Il Ragazzo E L’Airone - La Recensione

Il Ragazzo E L'Airone Poster

C’è un luogo in “Il Ragazzo E L’Airone” che a vederlo, esteticamente, mi ha fatto ripensare a “Gli Spiriti Dell’Isola”.
E’ uno di quelli in cui finisce Mahito, il giovane protagonista mentre, proprio come Colin Farrell – ma guarda un po’ – vaga alla ricerca di una verità che, in qualche modo, si intreccia con la drammatica morte di sua madre: avvenuta una notte, durante i bombardamenti della Guerra – una Guerra che, prologo a parte, per Miyazaki diventa silenziosa proprio come lo era quella civile irlandese per McDonagh – che hanno costretto suo padre a lasciare Tokyo e a trasferirsi nella provincia, ricominciando una nuova vita accanto alla sorella (identica) della defunta. Qui, uno strano airone cenerino comincia a prendere di punta Mahito, attirando la sua curiosità prima e la sua attenzione poi. Neanche fosse posseduto da uno spirito di misteriosa entità.

Perché a differenza del film di McDonagh, nel film di Miyazaki gli spiriti esistono, si palesano.
Li vediamo chiari e tondi, infatti, nelle vesti di animali (anche orripilanti) che, complice una torre con una leggenda ambigua, giungono da noi tramite un portale che collega il nostro mondo ad altri paralleli, necessari a mantenere una sorta di equilibrio universale. E quando Mahito disobbedisce e manda all’aria le regole, questi equilibri universali – che già benissimo non se la passavano – cominciano a traballare ancora di più, reagendo alla sua testardaggine con veemenza, per provare a ristabilire l'ordine. Un ordine che, forse, ha bisogno di nuovi padroni. Di padroni più giovani.
Del resto è stato lo stesso Miyazaki a paragonare questo suo ultimo lavoro – gli crediamo? – ad un vero e proprio testamento. Un testamento dedicato al nipote, in teoria, ma letto a voce così alta che è normale distrarsi un momento e immaginare che si stia rivolgendo a noi spettatori. L’intento, neanche a dirlo, è commovente, l’esecuzione spiazzante. L’età e la pausa – mancava da dieci anni, al cinema – non lo hanno arrugginito per niente, anzi. L’impressione è che più che per una sua di necessità – affettiva o spirituale che sia – questo “Il Ragazzo E L’Airone” serviva al cinema d’animazione esattamente come l'acqua in mezzo al deserto.

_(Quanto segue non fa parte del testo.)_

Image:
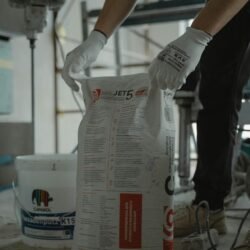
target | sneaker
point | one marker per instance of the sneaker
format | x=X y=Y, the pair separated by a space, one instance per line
x=245 y=244
x=185 y=220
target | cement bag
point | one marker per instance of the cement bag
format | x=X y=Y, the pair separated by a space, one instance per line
x=125 y=166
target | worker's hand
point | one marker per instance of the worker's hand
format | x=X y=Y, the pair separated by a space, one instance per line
x=81 y=57
x=171 y=67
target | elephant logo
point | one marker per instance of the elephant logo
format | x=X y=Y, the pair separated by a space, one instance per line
x=40 y=197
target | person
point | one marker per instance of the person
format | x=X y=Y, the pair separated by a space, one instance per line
x=216 y=40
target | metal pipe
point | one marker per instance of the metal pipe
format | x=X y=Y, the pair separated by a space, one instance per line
x=85 y=29
x=117 y=53
x=32 y=48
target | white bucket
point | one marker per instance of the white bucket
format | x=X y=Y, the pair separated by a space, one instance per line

Il Ragazzo E L'Airone Miyazaki

Disseta gli occhi e la mente, il regista giapponese: con le sue immagini e le sue idee mirabolanti, sempre fuori dagli schemi. Costruisce un viaggio folle e strabordante di fantasia, destreggiandosi tra aironi con i denti, pellicani che si nutrono di (potenziali) esseri umani e pappagalli bastardissimi. Un concentrato di libertà e creatività, ma, contemporaneamente, anche una lezione di stile a tutti quei colleghi che, ultimamente, hanno deciso di legarsi le mani e di diventare schiavi di una cultura (di un movimento) che tende a castrare estro e meraviglia.
Mangia in testa a ognuno di loro, Miyazaki e nonostante i suoi 82 anni è lucido abbastanza da ricordare (ribadire e insegnare) quanto sia importante non perdere mai di vista la voglia di osare e sperimentare: mettendo potenza visiva, talento e bellezza al di sopra di qualsiasi scopo e priorità.
Specie se l’obiettivo, poi, è quello di voler nutrire un mondo ormai a un passo dall’autodistruzione.

Ci sono tanti strati, allora, dentro “Il Ragazzo E L’Airone”; tanti livelli che difficilmente, chi guarda, riuscirà a leggere e a decifrare in tempo reale, con una singola visione.
Però, è altrettanto vero che la sincerità, la poesia e la sensibilità del suo autore lavorano sottotraccia, consentendoci di entrare emotivamente in contatto con un’opera dal sapore dolce, tenero e rassicurante.
Come un abbraccio tra nonno e nipote.